### Nested And Repeated Data

In [2]:
# Pointing the json key file of google cloud service account to local copy
import os

os.environ['GOOGLE_APPLICATION_CREDENTIALS'] ='key.json'

#### Example

We'll work with the [Google Analytics Sample dataset](https://www.kaggle.com/bigquery/google-analytics-sample). It contains information tracking the behavior of visitors to the Google Merchandise store, an e-commerce website that sells Google branded items.

In [3]:
from google.cloud import bigquery

# Create a "Client" object
client = bigquery.Client()

# Construct a reference to the "google_analytics_sample" dataset
dataset_ref = client.dataset("google_analytics_sample", project="bigquery-public-data")

# Construct a reference to the "ga_sessions_20170801" table
table_ref = dataset_ref.table("ga_sessions_20170801")

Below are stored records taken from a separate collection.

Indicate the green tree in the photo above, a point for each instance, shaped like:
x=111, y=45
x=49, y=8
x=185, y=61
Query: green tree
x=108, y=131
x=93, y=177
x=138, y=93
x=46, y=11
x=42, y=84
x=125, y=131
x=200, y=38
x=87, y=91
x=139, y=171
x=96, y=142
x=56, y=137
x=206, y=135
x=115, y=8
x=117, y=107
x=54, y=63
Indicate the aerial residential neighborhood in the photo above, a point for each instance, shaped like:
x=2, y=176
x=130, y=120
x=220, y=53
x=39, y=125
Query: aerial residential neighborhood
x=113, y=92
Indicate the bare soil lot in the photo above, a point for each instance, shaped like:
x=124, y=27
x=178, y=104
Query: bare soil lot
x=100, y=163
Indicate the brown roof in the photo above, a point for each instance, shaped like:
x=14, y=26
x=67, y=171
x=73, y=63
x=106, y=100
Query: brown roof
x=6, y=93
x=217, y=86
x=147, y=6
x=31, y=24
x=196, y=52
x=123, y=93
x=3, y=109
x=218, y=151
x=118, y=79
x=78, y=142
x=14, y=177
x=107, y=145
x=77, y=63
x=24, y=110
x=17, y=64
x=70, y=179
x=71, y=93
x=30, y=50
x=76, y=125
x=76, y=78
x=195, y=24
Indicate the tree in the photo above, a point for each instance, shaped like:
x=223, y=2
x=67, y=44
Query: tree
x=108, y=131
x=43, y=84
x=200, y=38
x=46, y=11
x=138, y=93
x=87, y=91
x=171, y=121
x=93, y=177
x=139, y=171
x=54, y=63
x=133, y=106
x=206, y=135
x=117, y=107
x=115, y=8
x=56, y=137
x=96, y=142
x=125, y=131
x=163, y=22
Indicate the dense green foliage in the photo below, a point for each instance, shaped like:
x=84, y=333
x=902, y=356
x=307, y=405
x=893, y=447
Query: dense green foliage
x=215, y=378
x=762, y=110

# API request - fetch the table
table = client.get_table(table_ref)

# Preview the first five lines of the table
client.list_rows(table, max_results=5).to_dataframe()

Unnamed: 0,visitorId,visitNumber,visitId,visitStartTime,date,totals,trafficSource,device,geoNetwork,customDimensions,hits,fullVisitorId,userId,clientId,channelGrouping,socialEngagementType
0,,1,1501583974,1501583974,20170801,"{'visits': 1, 'hits': 1, 'pageviews': 1, 'time...","{'referralPath': None, 'campaign': '(not set)'...","{'browser': 'Chrome', 'browserVersion': 'not a...","{'continent': 'Americas', 'subContinent': 'Car...",[],"[{'hitNumber': 1, 'time': 0, 'hour': 3, 'minut...",2248281639583218707,,,Organic Search,Not Socially Engaged
1,,1,1501616585,1501616585,20170801,"{'visits': 1, 'hits': 1, 'pageviews': 1, 'time...","{'referralPath': None, 'campaign': '(not set)'...","{'browser': 'Chrome', 'browserVersion': 'not a...","{'continent': 'Americas', 'subContinent': 'Nor...","[{'index': 4, 'value': 'North America'}]","[{'hitNumber': 1, 'time': 0, 'hour': 12, 'minu...",8647436381089107732,,,Organic Search,Not Socially Engaged
2,,1,1501583344,1501583344,20170801,"{'visits': 1, 'hits': 1, 'pageviews': 1, 'time...","{'referralPath': None, 'campaign': '(not set)'...","{'browser': 'Chrome', 'browserVersion': 'not a...","{'continent': 'Asia', 'subContinent': 'Souther...","[{'index': 4, 'value': 'APAC'}]","[{'hitNumber': 1, 'time': 0, 'hour': 3, 'minut...",2055839700856389632,,,Organic Search,Not Socially Engaged
3,,1,1501573386,1501573386,20170801,"{'visits': 1, 'hits': 1, 'pageviews': 1, 'time...","{'referralPath': None, 'campaign': '(not set)'...","{'browser': 'Chrome', 'browserVersion': 'not a...","{'continent': 'Europe', 'subContinent': 'Weste...","[{'index': 4, 'value': 'EMEA'}]","[{'hitNumber': 1, 'time': 0, 'hour': 0, 'minut...",750846065342433129,,,Direct,Not Socially Engaged
4,,8,1501651467,1501651467,20170801,"{'visits': 1, 'hits': 1, 'pageviews': 1, 'time...","{'referralPath': None, 'campaign': '(not set)'...","{'browser': 'Chrome', 'browserVersion': 'not a...","{'continent': 'Americas', 'subContinent': 'Nor...","[{'index': 4, 'value': 'North America'}]","[{'hitNumber': 1, 'time': 0, 'hour': 22, 'minu...",573427169410921198,,,Organic Search,Not Socially Engaged


For a description of each field, refer to this [data dictionary](https://support.google.com/analytics/answer/3437719?hl=en).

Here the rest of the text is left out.